Various Speech Providers
Introduction
These views shows the connections, building-blocks and order of steps taken for an inbound call scenario, how various speech providers are used to generate or process speech through the local (basic) or modern AI based cloud cognitive services of Google or Microsoft.
Note
Some steps in the views shown can be a simplified representation of reality but should provide you with a clearer understanding of these steps and building blocks involved. The direction of an arrow typically represent the initial direction a connection is made, after which signals or traffic can flow both ways. (For a step marked as "0" it is assumed the connection has already been configured or established in an earlier process)

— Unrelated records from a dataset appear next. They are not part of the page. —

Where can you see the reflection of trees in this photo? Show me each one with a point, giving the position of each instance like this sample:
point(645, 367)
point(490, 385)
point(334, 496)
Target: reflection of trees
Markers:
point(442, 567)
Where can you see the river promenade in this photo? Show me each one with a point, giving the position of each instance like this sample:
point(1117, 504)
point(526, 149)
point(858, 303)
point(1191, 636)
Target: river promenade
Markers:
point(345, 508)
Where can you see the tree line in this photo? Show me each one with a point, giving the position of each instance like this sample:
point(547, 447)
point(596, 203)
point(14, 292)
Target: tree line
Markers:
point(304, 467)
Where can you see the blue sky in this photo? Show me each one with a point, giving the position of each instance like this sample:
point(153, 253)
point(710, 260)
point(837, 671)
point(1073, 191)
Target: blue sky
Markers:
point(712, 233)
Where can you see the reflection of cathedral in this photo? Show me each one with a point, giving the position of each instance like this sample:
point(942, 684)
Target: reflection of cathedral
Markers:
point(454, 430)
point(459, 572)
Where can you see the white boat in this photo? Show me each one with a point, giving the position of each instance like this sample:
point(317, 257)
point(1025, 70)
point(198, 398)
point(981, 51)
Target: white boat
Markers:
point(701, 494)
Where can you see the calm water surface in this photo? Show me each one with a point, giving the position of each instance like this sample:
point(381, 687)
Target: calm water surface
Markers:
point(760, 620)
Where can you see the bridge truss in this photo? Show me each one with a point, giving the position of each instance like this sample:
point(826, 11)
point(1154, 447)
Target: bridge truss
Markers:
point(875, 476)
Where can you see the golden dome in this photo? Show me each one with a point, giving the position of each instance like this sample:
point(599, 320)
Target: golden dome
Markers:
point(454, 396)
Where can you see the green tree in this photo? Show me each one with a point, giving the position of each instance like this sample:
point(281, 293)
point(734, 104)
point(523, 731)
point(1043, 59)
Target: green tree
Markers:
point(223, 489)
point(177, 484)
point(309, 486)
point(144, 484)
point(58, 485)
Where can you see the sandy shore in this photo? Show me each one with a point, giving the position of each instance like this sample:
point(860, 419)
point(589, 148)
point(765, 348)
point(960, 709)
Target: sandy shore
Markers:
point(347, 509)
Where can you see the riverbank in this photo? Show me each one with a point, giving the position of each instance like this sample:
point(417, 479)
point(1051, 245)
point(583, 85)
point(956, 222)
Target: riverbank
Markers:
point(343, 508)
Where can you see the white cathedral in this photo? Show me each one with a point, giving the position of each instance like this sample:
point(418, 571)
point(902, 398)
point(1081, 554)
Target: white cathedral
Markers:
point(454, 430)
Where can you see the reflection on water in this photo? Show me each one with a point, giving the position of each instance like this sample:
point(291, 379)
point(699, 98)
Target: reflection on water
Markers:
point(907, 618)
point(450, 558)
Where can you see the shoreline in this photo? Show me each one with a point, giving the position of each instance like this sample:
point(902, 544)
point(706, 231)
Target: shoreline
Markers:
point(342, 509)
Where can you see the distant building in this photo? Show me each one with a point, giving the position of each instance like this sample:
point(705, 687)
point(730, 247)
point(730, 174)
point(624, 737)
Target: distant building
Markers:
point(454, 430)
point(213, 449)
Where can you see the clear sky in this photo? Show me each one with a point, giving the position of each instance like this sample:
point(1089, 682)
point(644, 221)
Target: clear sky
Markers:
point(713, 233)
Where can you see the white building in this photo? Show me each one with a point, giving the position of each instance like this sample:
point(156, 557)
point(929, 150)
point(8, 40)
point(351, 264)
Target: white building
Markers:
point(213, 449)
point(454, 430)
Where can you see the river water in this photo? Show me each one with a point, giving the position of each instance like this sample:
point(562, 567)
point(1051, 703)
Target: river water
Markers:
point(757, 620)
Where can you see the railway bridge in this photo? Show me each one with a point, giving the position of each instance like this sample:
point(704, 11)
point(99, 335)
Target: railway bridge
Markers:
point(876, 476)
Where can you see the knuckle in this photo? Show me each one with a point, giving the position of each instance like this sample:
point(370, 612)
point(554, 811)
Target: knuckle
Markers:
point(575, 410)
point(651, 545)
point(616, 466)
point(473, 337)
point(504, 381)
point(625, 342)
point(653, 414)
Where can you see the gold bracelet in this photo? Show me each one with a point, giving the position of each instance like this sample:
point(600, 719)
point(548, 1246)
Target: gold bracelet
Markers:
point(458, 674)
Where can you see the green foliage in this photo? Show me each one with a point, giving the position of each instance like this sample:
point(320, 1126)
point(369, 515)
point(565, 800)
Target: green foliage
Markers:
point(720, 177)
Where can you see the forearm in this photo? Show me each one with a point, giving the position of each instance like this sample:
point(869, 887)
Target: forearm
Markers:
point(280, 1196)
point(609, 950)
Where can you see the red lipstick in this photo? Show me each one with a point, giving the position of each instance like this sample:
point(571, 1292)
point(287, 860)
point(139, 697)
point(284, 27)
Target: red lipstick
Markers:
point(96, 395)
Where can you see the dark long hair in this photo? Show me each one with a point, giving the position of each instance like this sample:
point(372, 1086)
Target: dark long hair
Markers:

View 1: Inbound Call, Local TTS Synthesizer
View 1 shows an Inbound call, the IVR Interactive Voice Response, or IVR, is a telephone application to take orders via telephone keypad or voice through a computer. By choosing menu options the caller receives information, without the intervention of a human operator, or will be forwarded to the appropriate Agent. is generated by the Local (basic) Text-To-Speech (TTS) generator. This is a basic (legacy, i.e. developed by Microsoft in the year 2011) speech engine with support for just 26 languages/dialects and only 1 voice(female-gender) per language. The pronunciation quality is fixed and varies per language.
View 2: Inbound Call, Local Speech Recognition Engine.
View 2 shows an Inbound call, the IVR is generated by the Local (basic) Text-To-Speech (TTS) generator. The Microsoft Local Speech Recognition (SR) Listener for key-phrase recognition of customer IVR choice. This is a basic (legacy, i.e. developed by Microsoft in the year 2011) speech engine with support for just 26 languages/dialects. The recognition quality is fixed and varies per language.
View 3: Inbound Call, Microsoft Cognitive Speech Services.
View 3 shows an Inbound call, the IVR gets processed by Microsoft Text-To-Speech Cognitive Services. The IVR is exclusively configured and maintained through a Dialogue Studio flow. Similarly to Text-To-Speech processing, Microsoft Speech-To-Text and Translation Cognitive services can be accessed through the same pathways (subject to regional availability and performance).
View 4: Inbound Call, Google Cloud AI Speech Services.
View 4 shows an Inbound call, the IVR gets processed by Google Cloud's Text-To-Speech AI Services. The IVR is exclusively configured and maintained through a Dialogue Studio flow. Similarly to Text-To-Speech processing, Google Cloud's Speech-To-Text or hook into any of the other emerging Google Clouds Language AI services like Natural Language AI or Dialogflow can be accessed through the same pathways (subject to regional availability).